First, when performing a traditional ICB with the patient in the position of comfort (shoulder adducted, elbow flexed, and the fractured wrist resting at their side or on their chest/abdomen), the clavicle forces the operator to enter the skin at a very steep angle, significantly decreasing ultrasound visualization of the needle tip during the procedure and increasing the risk of iatrogenic pneumothorax. Second, in order to bring the brachial plexus out from under the clavicle, these blocks are commonly performed with significant upper extremity manipulation. Directly following an injury, abducting and externally rotating the shoulder is often not possible, limiting the generalizability of these infraclavicular approaches to the brachial plexus.

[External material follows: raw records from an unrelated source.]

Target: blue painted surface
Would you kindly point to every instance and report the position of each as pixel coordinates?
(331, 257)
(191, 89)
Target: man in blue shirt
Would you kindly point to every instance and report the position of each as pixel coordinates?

RAPTIR is a novel block that targets the same distal portion of the brachial plexus while correcting for the major challenges associated with traditional ICB and AXB. The patient is allowed to remain in the position of comfort during the procedure, and the needle angle is kept flat relative to the ultrasound probe, markedly increasing needle tip visualization and avoiding a trajectory deep into the thoracic cavity. Additionally, the needle path avoids the nearby cephalic vein and thoracoacromial artery, and only one injection is required to block the entire distal extremity.